Luciano Perbellini

TIFA 2025 Interview with Li Xuelian
1st Place winner in Book, Non-Professional, “Fragili Equilibri”

Can you introduce yourself and share a bit about your background in photography?

I am a professional photographer who has been working with non-professional photographers for five years.

My teaching does not aim to turn them into professional photographers, but to get them to start thinking professionally when they take pictures, that’s for sure.

Photography can also be a powerful tool for living your daily life better, enriching it with details and training your ability to see the nuances that make each day different.

How did collaboration influence the way stories were chosen, photographed, and shaped?

The idea behind the stories is simple: to recount the everyday lives of these people.

Without trying to make them seem heroic or playing on photogenic nuances to create striking images.

Simply recounting their everyday lives.

Rather than portraying vulnerability alone, the project highlights resilience and hope. Why was it important for you to frame these individuals as active contributors to a more just and inclusive future?

We all have a thousand nuances; sometimes we feel sorry for ourselves, other times we feel like lions.
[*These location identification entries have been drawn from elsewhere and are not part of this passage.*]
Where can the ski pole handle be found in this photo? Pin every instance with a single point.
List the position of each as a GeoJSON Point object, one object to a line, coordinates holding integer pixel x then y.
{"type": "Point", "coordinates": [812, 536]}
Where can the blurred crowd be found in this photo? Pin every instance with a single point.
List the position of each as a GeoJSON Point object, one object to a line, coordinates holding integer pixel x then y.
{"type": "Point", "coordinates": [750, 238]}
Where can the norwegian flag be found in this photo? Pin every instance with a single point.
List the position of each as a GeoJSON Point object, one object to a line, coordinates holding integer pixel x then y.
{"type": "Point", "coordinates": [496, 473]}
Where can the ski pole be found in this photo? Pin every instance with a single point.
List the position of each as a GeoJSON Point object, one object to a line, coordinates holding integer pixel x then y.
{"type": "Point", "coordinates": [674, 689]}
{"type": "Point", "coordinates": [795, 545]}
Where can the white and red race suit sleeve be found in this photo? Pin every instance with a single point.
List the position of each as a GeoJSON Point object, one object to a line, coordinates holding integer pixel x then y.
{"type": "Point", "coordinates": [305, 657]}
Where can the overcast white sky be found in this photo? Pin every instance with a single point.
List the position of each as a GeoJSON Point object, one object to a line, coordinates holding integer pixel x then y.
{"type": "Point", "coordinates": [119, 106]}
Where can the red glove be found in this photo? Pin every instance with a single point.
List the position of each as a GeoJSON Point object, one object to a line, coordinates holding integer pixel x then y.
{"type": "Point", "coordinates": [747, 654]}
That’s okay, it’s human nature.

The photographers who worked within those families did not go in with preconceptions or with the idea of bringing out anything in particular; they tried to keep it simple and be spectators.

What does winning at the Tokyo International Foto Awards mean to you personally and professionally?

I am really very happy, because this proves that people without previous photographic experience and without an “important” background, ordinary people who have learned to use a camera and organise what they do, can win a prestigious award such as the Tokyo International Foto Awards.

It is proof that, in the end, photography is truly within everyone’s reach.

Yes, of course, there will be no new Salgados, there is no doubt about that, but improving language and expressive ability, yes, I am extremely convinced of that.

And this result, like so many others achieved over time, gives me further confirmation.

I am really happy for my students, because it is an award that is worth much more than all the ones I have won as a professional.

Many of the people you photograph are described as “the last ones” in society. How does photography, in your view, have the power to challenge this narrative and shift the way viewers perceive social hierarchies?

I have always thought that photography does not really serve the subjects being photographed.

In most cases, apart from some recognition or practical help, they do not gain much from it.

Yet it is thanks to them that many other people can stop and reconsider their priorities, recalibrate their lives, and begin to understand that, although we all always lack something, what we have is already an unattainable wealth for many others.

That is why I hope that this kind of awareness, aligning ourselves morally and being more attentive to the world around us, can help everyone build a better society.